Last modified: Sept. 6, 2023, 6:58 p.m.
The first confirmed Belgian record was on 01 June 1997 at Lessive (NA).
It is a rare and local species throughout Belgium.
Native
The caterpillar is pale green.
The mine starts as a narrow gallery that is almost completely filled with red-brown frass. Later on, this gallery ends abruptly in a blotch in which the grainy black frass is distributed.
See also bladmineerders.be
The eggs are deposited in the underside of a leaf.
The young larva initially mines a narrow gallery that is almost completely filled with red-brown frass. Later on, this gallery suddenly ends into a blotch in which the grainy black frass is distributed and is often located against the leaf margin. Nevertheless, part of the frass is worked out by the caterpillar that makes, for this purpose, one or more holes in the lower epidermis. A part of that expelled frass remains hanging in the silken fibres spun by the caterpillar at the bottom of the leaf.
The caterpillar only mines at the underside in young leaves of the food plant and can leave its mine and start another one, sometimes even on a different leaf.
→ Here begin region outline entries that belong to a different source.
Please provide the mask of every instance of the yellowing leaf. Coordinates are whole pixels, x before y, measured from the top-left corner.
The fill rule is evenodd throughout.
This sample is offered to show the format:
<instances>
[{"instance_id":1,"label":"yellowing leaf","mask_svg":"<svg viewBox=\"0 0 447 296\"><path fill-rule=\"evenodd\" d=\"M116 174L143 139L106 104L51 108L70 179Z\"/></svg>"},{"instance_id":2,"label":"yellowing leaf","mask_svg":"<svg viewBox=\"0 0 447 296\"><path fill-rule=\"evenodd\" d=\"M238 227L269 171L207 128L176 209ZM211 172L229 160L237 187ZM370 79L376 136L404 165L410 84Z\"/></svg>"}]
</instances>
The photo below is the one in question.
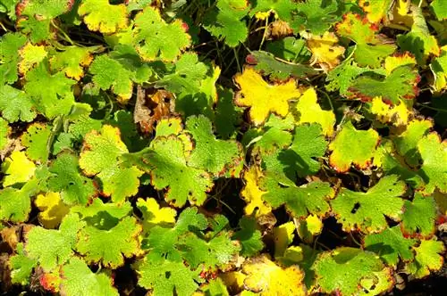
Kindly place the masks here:
<instances>
[{"instance_id":1,"label":"yellowing leaf","mask_svg":"<svg viewBox=\"0 0 447 296\"><path fill-rule=\"evenodd\" d=\"M303 273L298 266L282 268L266 256L252 259L242 267L245 286L263 296L306 295Z\"/></svg>"},{"instance_id":2,"label":"yellowing leaf","mask_svg":"<svg viewBox=\"0 0 447 296\"><path fill-rule=\"evenodd\" d=\"M376 96L371 103L371 113L382 123L391 123L394 126L404 126L409 122L409 116L412 113L405 101L399 100L399 104L389 105Z\"/></svg>"},{"instance_id":3,"label":"yellowing leaf","mask_svg":"<svg viewBox=\"0 0 447 296\"><path fill-rule=\"evenodd\" d=\"M153 198L147 200L139 198L137 207L143 213L143 228L145 231L156 225L175 224L175 216L177 216L175 210L169 207L160 208Z\"/></svg>"},{"instance_id":4,"label":"yellowing leaf","mask_svg":"<svg viewBox=\"0 0 447 296\"><path fill-rule=\"evenodd\" d=\"M295 224L293 222L284 223L274 229L274 258L284 256L284 251L289 244L293 242L295 234Z\"/></svg>"},{"instance_id":5,"label":"yellowing leaf","mask_svg":"<svg viewBox=\"0 0 447 296\"><path fill-rule=\"evenodd\" d=\"M2 165L2 172L6 175L3 179L4 187L27 182L35 170L36 165L27 158L24 152L14 151Z\"/></svg>"},{"instance_id":6,"label":"yellowing leaf","mask_svg":"<svg viewBox=\"0 0 447 296\"><path fill-rule=\"evenodd\" d=\"M251 107L249 114L255 126L261 125L271 112L285 117L289 113L288 102L301 95L295 80L269 85L251 68L237 74L234 80L240 87L234 101L238 106Z\"/></svg>"},{"instance_id":7,"label":"yellowing leaf","mask_svg":"<svg viewBox=\"0 0 447 296\"><path fill-rule=\"evenodd\" d=\"M70 211L70 208L61 200L59 193L38 194L34 203L41 210L38 221L45 228L55 228Z\"/></svg>"},{"instance_id":8,"label":"yellowing leaf","mask_svg":"<svg viewBox=\"0 0 447 296\"><path fill-rule=\"evenodd\" d=\"M325 136L332 136L335 115L331 111L322 110L316 102L316 93L313 87L308 88L299 98L297 103L297 111L299 112L299 124L319 123Z\"/></svg>"},{"instance_id":9,"label":"yellowing leaf","mask_svg":"<svg viewBox=\"0 0 447 296\"><path fill-rule=\"evenodd\" d=\"M308 40L308 47L312 52L311 64L319 63L325 70L335 68L344 47L336 45L338 38L333 33L325 32L322 37L312 36Z\"/></svg>"},{"instance_id":10,"label":"yellowing leaf","mask_svg":"<svg viewBox=\"0 0 447 296\"><path fill-rule=\"evenodd\" d=\"M329 144L329 150L333 151L329 162L339 172L348 171L351 163L366 169L378 141L379 134L375 130L357 130L349 121Z\"/></svg>"},{"instance_id":11,"label":"yellowing leaf","mask_svg":"<svg viewBox=\"0 0 447 296\"><path fill-rule=\"evenodd\" d=\"M113 5L108 0L83 0L78 13L92 31L110 34L127 27L127 9L123 4Z\"/></svg>"},{"instance_id":12,"label":"yellowing leaf","mask_svg":"<svg viewBox=\"0 0 447 296\"><path fill-rule=\"evenodd\" d=\"M266 215L272 211L270 207L263 199L265 193L257 185L257 179L260 177L259 169L252 166L244 174L245 187L240 192L240 196L247 202L244 209L245 214L251 215L256 210L256 216Z\"/></svg>"},{"instance_id":13,"label":"yellowing leaf","mask_svg":"<svg viewBox=\"0 0 447 296\"><path fill-rule=\"evenodd\" d=\"M395 54L385 58L385 70L389 75L392 70L401 66L416 66L416 59L409 53L406 52L403 54Z\"/></svg>"},{"instance_id":14,"label":"yellowing leaf","mask_svg":"<svg viewBox=\"0 0 447 296\"><path fill-rule=\"evenodd\" d=\"M392 3L392 0L359 0L358 6L367 12L367 20L375 23L386 18Z\"/></svg>"},{"instance_id":15,"label":"yellowing leaf","mask_svg":"<svg viewBox=\"0 0 447 296\"><path fill-rule=\"evenodd\" d=\"M30 43L27 43L19 51L19 72L22 75L26 74L33 66L42 62L46 54L47 53L44 45L33 45Z\"/></svg>"}]
</instances>

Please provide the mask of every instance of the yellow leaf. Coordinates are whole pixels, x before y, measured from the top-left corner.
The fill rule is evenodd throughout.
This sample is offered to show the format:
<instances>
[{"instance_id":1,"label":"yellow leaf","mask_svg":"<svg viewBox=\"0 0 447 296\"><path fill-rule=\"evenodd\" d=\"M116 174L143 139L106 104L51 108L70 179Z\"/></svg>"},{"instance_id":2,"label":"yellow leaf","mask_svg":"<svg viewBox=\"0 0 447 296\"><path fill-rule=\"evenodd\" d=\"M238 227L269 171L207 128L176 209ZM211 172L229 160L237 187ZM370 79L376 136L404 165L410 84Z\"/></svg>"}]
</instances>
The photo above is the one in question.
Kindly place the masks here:
<instances>
[{"instance_id":1,"label":"yellow leaf","mask_svg":"<svg viewBox=\"0 0 447 296\"><path fill-rule=\"evenodd\" d=\"M284 223L274 229L274 258L283 257L289 244L293 242L295 234L295 224L293 222Z\"/></svg>"},{"instance_id":2,"label":"yellow leaf","mask_svg":"<svg viewBox=\"0 0 447 296\"><path fill-rule=\"evenodd\" d=\"M269 85L252 68L246 68L234 80L240 87L235 103L240 107L251 107L249 115L255 126L261 125L271 112L285 117L289 113L289 101L301 95L295 80Z\"/></svg>"},{"instance_id":3,"label":"yellow leaf","mask_svg":"<svg viewBox=\"0 0 447 296\"><path fill-rule=\"evenodd\" d=\"M392 4L392 0L359 0L358 6L367 12L367 18L369 22L379 22L386 18L388 10Z\"/></svg>"},{"instance_id":4,"label":"yellow leaf","mask_svg":"<svg viewBox=\"0 0 447 296\"><path fill-rule=\"evenodd\" d=\"M156 201L148 198L146 201L139 198L137 207L143 213L143 227L145 231L158 224L174 224L177 212L169 207L160 208Z\"/></svg>"},{"instance_id":5,"label":"yellow leaf","mask_svg":"<svg viewBox=\"0 0 447 296\"><path fill-rule=\"evenodd\" d=\"M304 275L298 266L282 268L266 255L244 264L245 286L263 296L300 296L306 294Z\"/></svg>"},{"instance_id":6,"label":"yellow leaf","mask_svg":"<svg viewBox=\"0 0 447 296\"><path fill-rule=\"evenodd\" d=\"M391 123L396 127L406 125L412 111L404 101L399 101L399 104L392 106L384 103L380 96L376 96L371 103L371 113L382 123Z\"/></svg>"},{"instance_id":7,"label":"yellow leaf","mask_svg":"<svg viewBox=\"0 0 447 296\"><path fill-rule=\"evenodd\" d=\"M322 110L316 102L316 93L313 87L308 88L299 98L297 103L299 112L299 123L319 123L325 136L332 136L335 115L331 111Z\"/></svg>"},{"instance_id":8,"label":"yellow leaf","mask_svg":"<svg viewBox=\"0 0 447 296\"><path fill-rule=\"evenodd\" d=\"M19 51L19 56L21 57L18 65L19 72L25 75L33 66L42 62L47 53L44 45L33 45L27 43Z\"/></svg>"},{"instance_id":9,"label":"yellow leaf","mask_svg":"<svg viewBox=\"0 0 447 296\"><path fill-rule=\"evenodd\" d=\"M4 187L27 182L34 175L36 165L27 158L24 152L14 151L2 165L2 172L6 175L4 177Z\"/></svg>"},{"instance_id":10,"label":"yellow leaf","mask_svg":"<svg viewBox=\"0 0 447 296\"><path fill-rule=\"evenodd\" d=\"M68 214L70 208L62 201L59 193L38 194L34 203L41 210L38 221L46 228L55 228L63 218Z\"/></svg>"},{"instance_id":11,"label":"yellow leaf","mask_svg":"<svg viewBox=\"0 0 447 296\"><path fill-rule=\"evenodd\" d=\"M415 57L408 52L403 54L387 56L385 59L385 70L387 74L390 74L398 67L406 65L416 66Z\"/></svg>"},{"instance_id":12,"label":"yellow leaf","mask_svg":"<svg viewBox=\"0 0 447 296\"><path fill-rule=\"evenodd\" d=\"M335 34L329 32L308 39L308 47L312 53L311 64L319 63L325 70L335 68L345 50L343 46L336 45L337 42Z\"/></svg>"},{"instance_id":13,"label":"yellow leaf","mask_svg":"<svg viewBox=\"0 0 447 296\"><path fill-rule=\"evenodd\" d=\"M256 166L250 167L244 174L245 187L240 192L240 195L247 202L244 209L247 215L253 214L255 210L257 210L256 217L266 215L272 211L272 207L262 199L262 195L266 192L257 186L259 177L259 169Z\"/></svg>"}]
</instances>

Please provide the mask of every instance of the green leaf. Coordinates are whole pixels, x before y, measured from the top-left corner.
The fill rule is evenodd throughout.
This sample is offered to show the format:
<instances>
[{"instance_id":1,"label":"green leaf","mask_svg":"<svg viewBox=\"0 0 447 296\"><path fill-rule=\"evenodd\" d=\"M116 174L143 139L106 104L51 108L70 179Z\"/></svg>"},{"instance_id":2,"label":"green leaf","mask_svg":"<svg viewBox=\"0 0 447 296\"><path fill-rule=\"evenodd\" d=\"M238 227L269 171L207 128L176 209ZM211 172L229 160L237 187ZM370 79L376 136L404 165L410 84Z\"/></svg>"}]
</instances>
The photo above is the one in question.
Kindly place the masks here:
<instances>
[{"instance_id":1,"label":"green leaf","mask_svg":"<svg viewBox=\"0 0 447 296\"><path fill-rule=\"evenodd\" d=\"M77 234L84 225L77 215L68 215L58 230L35 226L25 235L25 251L30 259L37 259L44 270L51 271L74 255Z\"/></svg>"},{"instance_id":2,"label":"green leaf","mask_svg":"<svg viewBox=\"0 0 447 296\"><path fill-rule=\"evenodd\" d=\"M114 33L127 27L126 5L111 4L108 0L82 0L78 13L89 30Z\"/></svg>"},{"instance_id":3,"label":"green leaf","mask_svg":"<svg viewBox=\"0 0 447 296\"><path fill-rule=\"evenodd\" d=\"M19 78L17 73L19 50L25 45L26 42L26 37L19 33L6 33L2 36L0 39L1 85L13 84Z\"/></svg>"},{"instance_id":4,"label":"green leaf","mask_svg":"<svg viewBox=\"0 0 447 296\"><path fill-rule=\"evenodd\" d=\"M399 226L378 234L365 236L365 250L379 255L388 265L396 267L399 259L409 261L414 258L411 247L416 240L405 238Z\"/></svg>"},{"instance_id":5,"label":"green leaf","mask_svg":"<svg viewBox=\"0 0 447 296\"><path fill-rule=\"evenodd\" d=\"M312 267L323 292L377 295L393 284L392 270L373 252L339 248L318 256Z\"/></svg>"},{"instance_id":6,"label":"green leaf","mask_svg":"<svg viewBox=\"0 0 447 296\"><path fill-rule=\"evenodd\" d=\"M27 73L26 81L25 93L34 100L38 110L46 118L54 119L70 112L74 104L72 86L75 81L67 78L64 73L52 75L44 61Z\"/></svg>"},{"instance_id":7,"label":"green leaf","mask_svg":"<svg viewBox=\"0 0 447 296\"><path fill-rule=\"evenodd\" d=\"M199 269L190 270L182 262L148 255L138 262L139 285L149 289L154 295L190 295L200 282Z\"/></svg>"},{"instance_id":8,"label":"green leaf","mask_svg":"<svg viewBox=\"0 0 447 296\"><path fill-rule=\"evenodd\" d=\"M79 234L76 250L88 262L115 269L124 264L124 258L139 252L137 239L141 226L133 217L126 217L108 230L87 226Z\"/></svg>"},{"instance_id":9,"label":"green leaf","mask_svg":"<svg viewBox=\"0 0 447 296\"><path fill-rule=\"evenodd\" d=\"M447 192L447 141L441 142L435 132L424 136L417 143L417 150L423 163L420 175L426 182L425 193L432 193L435 188Z\"/></svg>"},{"instance_id":10,"label":"green leaf","mask_svg":"<svg viewBox=\"0 0 447 296\"><path fill-rule=\"evenodd\" d=\"M235 141L217 140L211 121L205 116L191 116L186 120L186 129L195 144L188 164L221 176L242 161L241 147Z\"/></svg>"},{"instance_id":11,"label":"green leaf","mask_svg":"<svg viewBox=\"0 0 447 296\"><path fill-rule=\"evenodd\" d=\"M307 65L282 62L276 60L274 55L267 52L253 51L250 55L255 59L255 69L270 75L273 79L285 80L291 76L301 78L317 73L314 69Z\"/></svg>"},{"instance_id":12,"label":"green leaf","mask_svg":"<svg viewBox=\"0 0 447 296\"><path fill-rule=\"evenodd\" d=\"M147 6L135 16L132 42L145 61L173 61L190 46L190 37L180 19L166 23L158 11Z\"/></svg>"},{"instance_id":13,"label":"green leaf","mask_svg":"<svg viewBox=\"0 0 447 296\"><path fill-rule=\"evenodd\" d=\"M401 66L384 78L360 76L348 88L348 96L371 101L376 96L385 103L397 104L401 99L413 99L417 95L419 75L413 67Z\"/></svg>"},{"instance_id":14,"label":"green leaf","mask_svg":"<svg viewBox=\"0 0 447 296\"><path fill-rule=\"evenodd\" d=\"M400 221L404 201L405 184L398 176L385 176L367 193L342 188L331 201L337 220L345 231L375 233L388 226L385 216Z\"/></svg>"},{"instance_id":15,"label":"green leaf","mask_svg":"<svg viewBox=\"0 0 447 296\"><path fill-rule=\"evenodd\" d=\"M46 145L50 135L50 127L41 123L30 125L21 135L21 144L27 148L26 153L31 160L46 162L48 160Z\"/></svg>"},{"instance_id":16,"label":"green leaf","mask_svg":"<svg viewBox=\"0 0 447 296\"><path fill-rule=\"evenodd\" d=\"M239 227L232 239L240 242L240 255L252 257L264 249L261 232L257 228L257 223L252 218L242 217L239 220Z\"/></svg>"},{"instance_id":17,"label":"green leaf","mask_svg":"<svg viewBox=\"0 0 447 296\"><path fill-rule=\"evenodd\" d=\"M228 46L236 47L249 35L243 21L249 10L245 0L218 0L215 8L205 15L203 27L214 37L224 39Z\"/></svg>"},{"instance_id":18,"label":"green leaf","mask_svg":"<svg viewBox=\"0 0 447 296\"><path fill-rule=\"evenodd\" d=\"M382 62L396 49L396 45L386 44L376 35L377 29L360 15L349 12L343 21L336 25L339 36L356 43L354 60L360 66L379 68Z\"/></svg>"},{"instance_id":19,"label":"green leaf","mask_svg":"<svg viewBox=\"0 0 447 296\"><path fill-rule=\"evenodd\" d=\"M0 86L0 111L9 122L32 121L36 118L33 107L33 102L24 92L7 85Z\"/></svg>"},{"instance_id":20,"label":"green leaf","mask_svg":"<svg viewBox=\"0 0 447 296\"><path fill-rule=\"evenodd\" d=\"M97 192L92 180L80 175L78 161L73 154L61 153L49 167L48 188L60 192L68 205L85 205Z\"/></svg>"},{"instance_id":21,"label":"green leaf","mask_svg":"<svg viewBox=\"0 0 447 296\"><path fill-rule=\"evenodd\" d=\"M413 247L416 251L415 259L405 266L405 271L415 278L423 278L430 275L430 271L437 271L443 267L445 251L443 242L422 240L418 247Z\"/></svg>"},{"instance_id":22,"label":"green leaf","mask_svg":"<svg viewBox=\"0 0 447 296\"><path fill-rule=\"evenodd\" d=\"M118 296L114 280L104 272L94 273L79 258L72 258L61 270L61 293L74 295ZM87 294L86 294L87 293Z\"/></svg>"},{"instance_id":23,"label":"green leaf","mask_svg":"<svg viewBox=\"0 0 447 296\"><path fill-rule=\"evenodd\" d=\"M430 236L434 233L436 202L431 196L417 193L412 201L405 201L402 231L406 234Z\"/></svg>"},{"instance_id":24,"label":"green leaf","mask_svg":"<svg viewBox=\"0 0 447 296\"><path fill-rule=\"evenodd\" d=\"M206 193L213 187L213 182L205 170L190 167L187 163L189 139L179 137L156 137L151 146L138 153L131 154L139 169L151 175L151 184L156 190L167 189L164 199L175 207L182 207L186 201L201 205L207 199Z\"/></svg>"},{"instance_id":25,"label":"green leaf","mask_svg":"<svg viewBox=\"0 0 447 296\"><path fill-rule=\"evenodd\" d=\"M17 244L17 254L11 256L9 266L11 268L11 282L21 285L30 284L30 276L37 266L37 261L30 259L23 251L23 243Z\"/></svg>"},{"instance_id":26,"label":"green leaf","mask_svg":"<svg viewBox=\"0 0 447 296\"><path fill-rule=\"evenodd\" d=\"M105 125L100 132L91 131L84 138L80 167L87 176L97 176L102 182L103 193L114 202L122 202L134 195L143 174L135 166L126 166L121 156L128 150L121 140L120 130Z\"/></svg>"},{"instance_id":27,"label":"green leaf","mask_svg":"<svg viewBox=\"0 0 447 296\"><path fill-rule=\"evenodd\" d=\"M338 172L348 171L351 164L367 169L378 142L379 135L375 130L358 130L348 121L329 144L329 150L333 152L329 162Z\"/></svg>"},{"instance_id":28,"label":"green leaf","mask_svg":"<svg viewBox=\"0 0 447 296\"><path fill-rule=\"evenodd\" d=\"M36 179L21 189L7 187L0 190L0 220L20 223L28 220L31 211L31 197L38 192Z\"/></svg>"}]
</instances>

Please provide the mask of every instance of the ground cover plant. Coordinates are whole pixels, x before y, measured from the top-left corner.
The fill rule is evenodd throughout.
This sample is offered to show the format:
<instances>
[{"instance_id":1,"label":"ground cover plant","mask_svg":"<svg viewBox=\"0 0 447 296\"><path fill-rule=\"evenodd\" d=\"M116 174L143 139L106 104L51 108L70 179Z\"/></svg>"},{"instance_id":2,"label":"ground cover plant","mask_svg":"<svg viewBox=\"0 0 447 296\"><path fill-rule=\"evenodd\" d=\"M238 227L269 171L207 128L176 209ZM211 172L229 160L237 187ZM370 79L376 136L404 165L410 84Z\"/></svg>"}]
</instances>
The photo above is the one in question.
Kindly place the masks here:
<instances>
[{"instance_id":1,"label":"ground cover plant","mask_svg":"<svg viewBox=\"0 0 447 296\"><path fill-rule=\"evenodd\" d=\"M3 292L375 295L445 276L447 2L0 12Z\"/></svg>"}]
</instances>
Pupation takes place in a peculiar silken hammock, constructed by the caterpillar.
The adults are on the wing from May till the beginning of July and then again from August to September.
The larva lives mainly on Prunus spinosa but also other Rosaceae such as e.g.; Crataegus, Malus, Cotoneaster, Sorbus, Cydonia, Chaenomeles and Mespilus are accepted as hostplant.
Only occasionally it had been found also on Betula.